Mienten los que andan de «iluminados», y
que el loco mundo de hoy, y que la conexión con la naturaleza, olvidarse de la
tecnología, de la modernidad, y volver atrás. ¿Qué mierda saben ellos? Todos
los que creen que tener plata es vestir chalecos en V y tener autos en la
capital. Los que no saben que vivir es un lujo, un capricho de unos pocos.
Todos los que creen que los demás son flojos y quieren todo gratis. Que todos
se preocupan mucho por el dinero, que somos egoístas, que nos perdimos en lo
actual, locos por consumir, por acumular, por tener.
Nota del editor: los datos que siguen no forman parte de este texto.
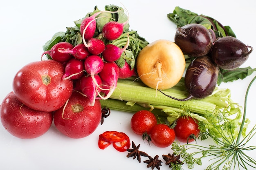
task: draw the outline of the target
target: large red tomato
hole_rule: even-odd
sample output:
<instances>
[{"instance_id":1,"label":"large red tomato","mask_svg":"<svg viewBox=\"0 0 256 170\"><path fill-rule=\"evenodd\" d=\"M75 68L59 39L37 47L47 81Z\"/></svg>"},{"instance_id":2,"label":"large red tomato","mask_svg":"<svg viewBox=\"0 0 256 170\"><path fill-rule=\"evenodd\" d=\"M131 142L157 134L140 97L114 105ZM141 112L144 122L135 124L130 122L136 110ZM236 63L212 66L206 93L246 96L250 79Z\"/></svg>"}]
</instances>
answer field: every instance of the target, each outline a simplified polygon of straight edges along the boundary
<instances>
[{"instance_id":1,"label":"large red tomato","mask_svg":"<svg viewBox=\"0 0 256 170\"><path fill-rule=\"evenodd\" d=\"M33 109L55 110L65 104L72 93L72 81L62 79L64 71L63 64L52 60L29 64L14 77L14 94Z\"/></svg>"},{"instance_id":2,"label":"large red tomato","mask_svg":"<svg viewBox=\"0 0 256 170\"><path fill-rule=\"evenodd\" d=\"M64 110L64 112L63 112ZM92 133L101 119L99 100L91 106L89 99L74 91L65 106L54 111L53 121L63 134L72 138L81 138Z\"/></svg>"},{"instance_id":3,"label":"large red tomato","mask_svg":"<svg viewBox=\"0 0 256 170\"><path fill-rule=\"evenodd\" d=\"M10 133L22 139L31 139L45 133L52 122L52 112L32 109L18 100L13 92L0 106L1 122Z\"/></svg>"}]
</instances>

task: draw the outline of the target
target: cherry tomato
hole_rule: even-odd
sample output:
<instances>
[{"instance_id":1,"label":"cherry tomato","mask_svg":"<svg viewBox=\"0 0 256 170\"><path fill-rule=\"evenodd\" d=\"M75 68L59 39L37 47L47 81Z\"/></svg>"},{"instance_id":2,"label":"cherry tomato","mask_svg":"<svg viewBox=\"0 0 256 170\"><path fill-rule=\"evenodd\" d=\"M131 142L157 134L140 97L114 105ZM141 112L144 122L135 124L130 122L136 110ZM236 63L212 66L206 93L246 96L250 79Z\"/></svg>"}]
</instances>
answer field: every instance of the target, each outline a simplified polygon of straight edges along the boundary
<instances>
[{"instance_id":1,"label":"cherry tomato","mask_svg":"<svg viewBox=\"0 0 256 170\"><path fill-rule=\"evenodd\" d=\"M63 64L52 60L29 64L14 77L14 94L31 108L54 111L65 104L73 90L72 81L62 79L64 71Z\"/></svg>"},{"instance_id":2,"label":"cherry tomato","mask_svg":"<svg viewBox=\"0 0 256 170\"><path fill-rule=\"evenodd\" d=\"M32 109L8 94L0 106L1 122L10 133L21 139L38 137L45 133L52 122L52 112Z\"/></svg>"},{"instance_id":3,"label":"cherry tomato","mask_svg":"<svg viewBox=\"0 0 256 170\"><path fill-rule=\"evenodd\" d=\"M175 132L164 124L154 126L150 135L151 141L156 146L165 148L171 145L175 139Z\"/></svg>"},{"instance_id":4,"label":"cherry tomato","mask_svg":"<svg viewBox=\"0 0 256 170\"><path fill-rule=\"evenodd\" d=\"M96 100L91 106L89 99L76 91L72 93L66 106L54 111L53 116L57 129L72 138L81 138L92 134L101 119L99 101Z\"/></svg>"},{"instance_id":5,"label":"cherry tomato","mask_svg":"<svg viewBox=\"0 0 256 170\"><path fill-rule=\"evenodd\" d=\"M130 138L123 132L106 131L99 136L98 144L101 149L104 149L112 144L113 146L119 152L126 151L130 148Z\"/></svg>"},{"instance_id":6,"label":"cherry tomato","mask_svg":"<svg viewBox=\"0 0 256 170\"><path fill-rule=\"evenodd\" d=\"M200 132L197 123L190 117L178 118L174 129L177 139L182 142L194 141Z\"/></svg>"},{"instance_id":7,"label":"cherry tomato","mask_svg":"<svg viewBox=\"0 0 256 170\"><path fill-rule=\"evenodd\" d=\"M131 119L131 128L133 132L141 135L147 132L151 132L152 128L157 124L157 119L153 113L146 110L136 112Z\"/></svg>"}]
</instances>

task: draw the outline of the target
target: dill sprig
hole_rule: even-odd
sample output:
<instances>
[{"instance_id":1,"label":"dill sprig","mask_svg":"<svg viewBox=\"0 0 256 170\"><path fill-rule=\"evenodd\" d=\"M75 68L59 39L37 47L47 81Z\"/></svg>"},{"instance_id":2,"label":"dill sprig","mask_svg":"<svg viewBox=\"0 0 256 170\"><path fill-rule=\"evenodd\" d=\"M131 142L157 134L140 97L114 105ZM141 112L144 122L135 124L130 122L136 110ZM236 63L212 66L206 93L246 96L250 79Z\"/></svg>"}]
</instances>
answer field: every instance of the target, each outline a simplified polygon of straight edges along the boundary
<instances>
[{"instance_id":1,"label":"dill sprig","mask_svg":"<svg viewBox=\"0 0 256 170\"><path fill-rule=\"evenodd\" d=\"M175 155L180 155L183 159L183 162L186 163L188 167L192 169L195 165L202 165L202 159L209 157L211 163L206 170L230 170L237 168L238 170L256 168L256 161L247 155L245 151L254 150L256 146L247 146L247 144L256 134L256 125L244 137L245 132L244 126L246 123L247 101L249 91L256 76L252 80L247 88L245 98L245 105L243 120L241 123L238 134L234 131L234 127L231 119L227 118L225 113L220 112L217 119L213 119L211 125L213 127L207 128L207 131L203 132L205 136L212 139L214 145L204 146L197 144L187 144L181 145L177 141L173 144L172 149ZM210 119L208 119L209 121ZM217 123L215 121L217 120ZM207 126L207 124L201 124ZM213 132L214 131L214 132ZM219 135L216 135L216 134ZM193 151L190 152L190 150ZM195 157L198 155L198 157ZM199 155L198 156L198 155ZM173 165L170 167L173 170L182 170L180 165ZM243 169L242 169L243 168ZM250 168L250 169L248 169Z\"/></svg>"}]
</instances>

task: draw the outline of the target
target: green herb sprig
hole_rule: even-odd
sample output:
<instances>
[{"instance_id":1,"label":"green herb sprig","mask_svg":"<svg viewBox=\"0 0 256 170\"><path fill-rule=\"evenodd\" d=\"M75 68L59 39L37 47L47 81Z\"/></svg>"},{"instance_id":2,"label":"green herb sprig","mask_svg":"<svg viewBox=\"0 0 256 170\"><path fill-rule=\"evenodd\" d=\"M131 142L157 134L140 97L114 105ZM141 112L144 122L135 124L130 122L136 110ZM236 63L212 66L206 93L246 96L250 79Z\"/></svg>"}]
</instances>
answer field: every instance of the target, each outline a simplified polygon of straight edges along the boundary
<instances>
[{"instance_id":1,"label":"green herb sprig","mask_svg":"<svg viewBox=\"0 0 256 170\"><path fill-rule=\"evenodd\" d=\"M216 145L210 145L208 147L192 144L181 145L177 141L173 144L172 149L173 150L173 153L176 155L180 155L181 157L184 159L183 162L186 163L189 168L194 168L195 164L202 165L202 159L208 157L210 158L210 161L212 161L213 162L207 167L206 170L230 170L235 169L236 168L238 168L238 170L256 168L256 161L245 152L245 151L252 150L256 148L256 146L248 146L246 145L256 134L256 125L240 140L242 134L244 132L243 131L246 120L247 96L250 88L255 79L256 76L250 82L247 88L245 98L243 120L237 136L234 134L232 131L233 128L232 124L225 116L223 115L223 120L226 124L226 128L231 130L230 133L224 133L221 130L218 129L218 125L215 126L215 127L220 135L222 137L222 138L220 138L213 135L213 133L210 132L211 128L208 129L209 131L204 132L205 135L216 143ZM191 150L193 152L189 152ZM198 157L195 157L196 155L200 155ZM183 169L180 165L174 164L171 166L171 168L173 170Z\"/></svg>"}]
</instances>

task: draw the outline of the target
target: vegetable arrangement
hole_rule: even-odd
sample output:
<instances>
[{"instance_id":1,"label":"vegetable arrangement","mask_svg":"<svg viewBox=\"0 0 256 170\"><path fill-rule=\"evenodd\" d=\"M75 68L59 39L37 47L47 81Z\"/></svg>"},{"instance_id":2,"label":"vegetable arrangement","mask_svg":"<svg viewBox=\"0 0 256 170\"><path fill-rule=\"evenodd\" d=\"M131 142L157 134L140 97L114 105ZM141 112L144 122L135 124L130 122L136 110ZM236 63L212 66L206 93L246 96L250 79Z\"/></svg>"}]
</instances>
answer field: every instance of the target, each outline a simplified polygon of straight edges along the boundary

Y los idiotas que se burlan, de que «al
menos tienen salud», como si tuvieran problemas reales. Como si tener salud no
fuera tan precioso, no fuera tan vital, tan hermoso, que dar todo a cambio
parece poco. Los que no saben lo que es tenerle miedo a un resfrío, los que se
mojan en la lluvia porque “ellos sí viven”, pero que luego no tienen ni puta
idea de lo que es aguantarse la neumonía, el frío, con necesidad, en silencio,
porque no hay para pagarle a un médico. Todos esos… Qué saben y qué sé yo de
sufrir.
Pero algo sí sé. Sé que el que dijo que el
dinero no hace la felicidad… nunca vio los sillones mullidos de una consulta
privada en la capital, porque ahí atiende el único especialista. Nunca se tuvo
que tomar una pastilla que costaba un sueldo mínimo, ahí mismo, con una Coca
Cola de tres lucas. Nunca tuvo que juntar y juntar para un examen que después otros
cuatro médicos tenían que ver. Nunca se pasó las tardes buscando información en
Google, no de los síntomas que llevan a la muerte súbita porque duele un dedo,
sino de financiamiento, si hay grupos de apoyo, si en realidad es tan malo, si a lo mejor no me lo
puedo aguantar y ya. Nunca tuvieron que vender los caprichos para poder ir a
dormir sin miedo.
Porque el ignorante que dijo que el dinero
no hace la felicidad… nunca ha estado enfermo ni nunca ha entendido que a veces
lloramos de alegría solo porque todos en la familia tienen salud.